(A) Transforming the general equation into standard form

We are given the equation of a parabola:

$y^2 + 4x - 14y = -53$

Step 1: Rearrange terms to complete the square

We aim to transform the quadratic in $y$ into a perfect square. First, move all $y$-related terms to one side:

$y^2 - 14y = -4x - 53$

Step 2: Complete the square

To complete the square, take half of the coefficient of $y$, square it, and add that value to both sides. The coefficient of $y$ is -14, so:

$\left(\frac{-14}{2}\right)^2 = 49$

Add 49 to both sides:

$y^2 - 14y + 49 = -4x - 53 + 49$

Simplify:

$(y - 7)^2 = -4x - 4$

Step 3: Simplify and rewrite the equation

Now, factor the right side:

$(y - 7)^2 = -4(x + 1)$

This is the standard form of a parabola equation:

$(y - k)^2 = 4p(x - h)$

where the vertex is $(h, k)$ and $4p$ determines the focal length.

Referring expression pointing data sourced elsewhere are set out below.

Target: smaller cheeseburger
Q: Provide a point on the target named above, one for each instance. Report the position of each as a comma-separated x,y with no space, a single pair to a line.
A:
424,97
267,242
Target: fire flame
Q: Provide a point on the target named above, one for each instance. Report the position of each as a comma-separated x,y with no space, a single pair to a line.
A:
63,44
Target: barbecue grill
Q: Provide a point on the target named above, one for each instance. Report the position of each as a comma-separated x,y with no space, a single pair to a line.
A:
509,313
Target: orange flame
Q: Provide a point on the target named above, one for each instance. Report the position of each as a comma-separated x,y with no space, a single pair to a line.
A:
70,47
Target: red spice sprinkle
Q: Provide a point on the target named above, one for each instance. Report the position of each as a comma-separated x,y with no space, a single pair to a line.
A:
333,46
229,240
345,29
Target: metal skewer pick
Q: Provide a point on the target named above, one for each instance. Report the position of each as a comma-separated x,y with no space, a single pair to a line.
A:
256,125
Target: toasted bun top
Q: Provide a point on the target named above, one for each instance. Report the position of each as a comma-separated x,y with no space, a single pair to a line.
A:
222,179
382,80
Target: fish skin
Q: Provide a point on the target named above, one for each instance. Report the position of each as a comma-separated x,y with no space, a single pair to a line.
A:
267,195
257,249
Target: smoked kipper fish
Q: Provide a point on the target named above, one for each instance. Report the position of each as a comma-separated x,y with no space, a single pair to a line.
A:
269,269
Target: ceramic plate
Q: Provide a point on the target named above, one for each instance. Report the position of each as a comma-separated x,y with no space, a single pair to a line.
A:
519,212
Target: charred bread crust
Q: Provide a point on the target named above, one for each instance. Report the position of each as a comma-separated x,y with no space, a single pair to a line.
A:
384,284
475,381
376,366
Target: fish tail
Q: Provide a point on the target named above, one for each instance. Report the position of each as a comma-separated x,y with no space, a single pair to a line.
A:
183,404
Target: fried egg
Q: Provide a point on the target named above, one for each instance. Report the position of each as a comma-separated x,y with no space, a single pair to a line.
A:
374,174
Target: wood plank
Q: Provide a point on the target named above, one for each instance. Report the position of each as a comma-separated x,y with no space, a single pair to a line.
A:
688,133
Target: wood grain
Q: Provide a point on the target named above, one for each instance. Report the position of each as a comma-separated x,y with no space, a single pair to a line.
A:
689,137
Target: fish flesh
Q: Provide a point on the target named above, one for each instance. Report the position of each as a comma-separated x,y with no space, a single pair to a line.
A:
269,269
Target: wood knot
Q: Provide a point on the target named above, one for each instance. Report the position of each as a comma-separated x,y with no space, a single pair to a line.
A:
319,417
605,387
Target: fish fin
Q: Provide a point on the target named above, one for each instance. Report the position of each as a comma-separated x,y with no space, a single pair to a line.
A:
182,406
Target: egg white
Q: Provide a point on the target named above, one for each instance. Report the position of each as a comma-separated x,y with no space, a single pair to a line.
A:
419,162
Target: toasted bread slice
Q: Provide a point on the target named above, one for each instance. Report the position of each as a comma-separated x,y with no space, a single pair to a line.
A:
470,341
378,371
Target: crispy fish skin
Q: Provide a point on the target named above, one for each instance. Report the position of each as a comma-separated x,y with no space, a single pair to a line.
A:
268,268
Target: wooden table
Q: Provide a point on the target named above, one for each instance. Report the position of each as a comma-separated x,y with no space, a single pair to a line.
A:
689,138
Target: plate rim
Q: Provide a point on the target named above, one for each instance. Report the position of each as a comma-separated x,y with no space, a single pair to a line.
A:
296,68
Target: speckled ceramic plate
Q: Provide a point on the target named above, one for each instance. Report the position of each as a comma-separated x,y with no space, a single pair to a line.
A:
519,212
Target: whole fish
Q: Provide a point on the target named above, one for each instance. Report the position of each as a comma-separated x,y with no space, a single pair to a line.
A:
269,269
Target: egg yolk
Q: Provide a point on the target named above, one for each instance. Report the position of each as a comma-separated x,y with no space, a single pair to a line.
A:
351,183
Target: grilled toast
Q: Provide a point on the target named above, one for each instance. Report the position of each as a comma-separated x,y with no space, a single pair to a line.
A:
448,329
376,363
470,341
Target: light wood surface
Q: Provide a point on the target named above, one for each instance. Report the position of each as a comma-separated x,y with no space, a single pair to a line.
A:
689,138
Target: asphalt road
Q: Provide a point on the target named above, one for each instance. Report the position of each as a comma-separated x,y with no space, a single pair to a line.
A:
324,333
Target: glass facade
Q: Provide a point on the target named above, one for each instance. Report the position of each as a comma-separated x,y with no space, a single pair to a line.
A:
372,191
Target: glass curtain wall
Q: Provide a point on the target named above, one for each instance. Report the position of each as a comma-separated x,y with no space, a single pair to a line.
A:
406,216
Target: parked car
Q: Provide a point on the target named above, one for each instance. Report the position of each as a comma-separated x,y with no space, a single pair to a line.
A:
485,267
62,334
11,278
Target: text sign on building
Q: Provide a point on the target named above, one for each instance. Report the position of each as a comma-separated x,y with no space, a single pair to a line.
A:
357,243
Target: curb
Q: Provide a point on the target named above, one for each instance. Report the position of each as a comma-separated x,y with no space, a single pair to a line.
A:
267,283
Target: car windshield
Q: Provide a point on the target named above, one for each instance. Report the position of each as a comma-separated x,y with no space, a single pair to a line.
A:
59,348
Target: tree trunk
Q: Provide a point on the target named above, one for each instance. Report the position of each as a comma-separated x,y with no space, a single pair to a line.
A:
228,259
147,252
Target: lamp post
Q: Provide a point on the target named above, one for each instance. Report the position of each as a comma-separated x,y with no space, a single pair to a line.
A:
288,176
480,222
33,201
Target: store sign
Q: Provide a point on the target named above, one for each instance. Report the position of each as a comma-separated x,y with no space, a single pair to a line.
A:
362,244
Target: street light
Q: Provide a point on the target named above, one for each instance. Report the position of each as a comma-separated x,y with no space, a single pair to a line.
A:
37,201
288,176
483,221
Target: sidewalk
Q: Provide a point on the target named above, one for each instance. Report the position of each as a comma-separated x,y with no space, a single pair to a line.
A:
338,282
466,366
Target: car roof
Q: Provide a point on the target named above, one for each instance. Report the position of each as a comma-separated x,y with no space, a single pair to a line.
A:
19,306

(B) Finding the Coordinates

From the equation:

$(y - 7)^2 = -4(x + 1)$

we can extract the following information:

• The equation is in the form $(y - k)^2 = 4p(x - h)$, where:
  • Vertex: $(h, k) = (-1, 7)$
  • $4p = -4$, so $p = -1$

a. Vertex

The vertex is at $(-1, 7)$.

b. Focus

The focus is located $p$ units away from the vertex along the axis of symmetry. Since $p = -1$, the focus is 1 unit to the left of the vertex (because it's a horizontal parabola opening to the left).

$\text{Focus} = (-1 + (-1), 7) = (-2, 7)$

c. Directrix

The directrix is a vertical line $p$ units to the right of the vertex. Since $p = -1$, the directrix is:

$x = -1 - (-1) = 0$

So the directrix is the